I MANCATI FUNERALIDI PRIEBKE AD ALBANO. Dopo il rifiuto del Vaticano di far celebrare in una chiesa di Roma i funerali di Priebke, i parenti del criminale nazista avevano annunciato che la funzione religiosa si sarebbe tenuta ad Albano, in una cappella della confraternita dei lefebvriani , notoriamente antisemiti. Al passaggio del feretro centinaia di persone con sputi e calci hanno preso d'assalto il carro funebre, mentre un gruppetto di neofascisti inscenavano una gazzarra al grido di "boia chi molla" costringendo le forze dell'ordine ad intervenire. Anche il sindaco della città laziale si era opposto con "un'ordinanza al transito della salma", ma il prefetto di Roma con un fax l'ha revocata rendendo inevitabili gli incidenti e la sollevazione della popolazione di Albano. La funzione religiosa è stata comunque annullata per protesta dai religiosi in quanto le forze dell'ordine hanno impedito l'ingresso in cappella di un gruppo di estremisti. Il questore di Roma aveva infatti autorizzato la cerimonia in forma esclusivamente privata.
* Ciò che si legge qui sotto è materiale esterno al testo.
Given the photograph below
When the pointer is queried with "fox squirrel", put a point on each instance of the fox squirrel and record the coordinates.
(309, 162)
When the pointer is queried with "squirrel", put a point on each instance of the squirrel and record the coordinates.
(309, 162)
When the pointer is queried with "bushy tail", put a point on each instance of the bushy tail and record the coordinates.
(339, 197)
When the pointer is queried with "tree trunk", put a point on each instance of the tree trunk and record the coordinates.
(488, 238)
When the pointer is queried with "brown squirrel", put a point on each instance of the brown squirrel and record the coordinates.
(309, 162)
PER NON DIMENTICARE. Oggi a Roma si terrà una serie di manifestazioni per commemorare quel terribile 16 ottobre del 1943 che culmineranno in una marcia silenziosa organizzata dalla Comunità di Sant'Egidio in collaborazione con la Comunità ebraica e che terminerà nella piazza, denominata appunto, Largo 16 ottobre 1943, dove vennero ammassati gli ebrei prima di essere deportati ad Auschwitz in carri bestiame. Per iniziativa del senatore del Pd Felice Casson la commissione giustizia al Senato ha approvato un emendamento bipartisan all'art. 414 del c.c. che introduce il reato di negazionismo dei crimini contro l'umanità.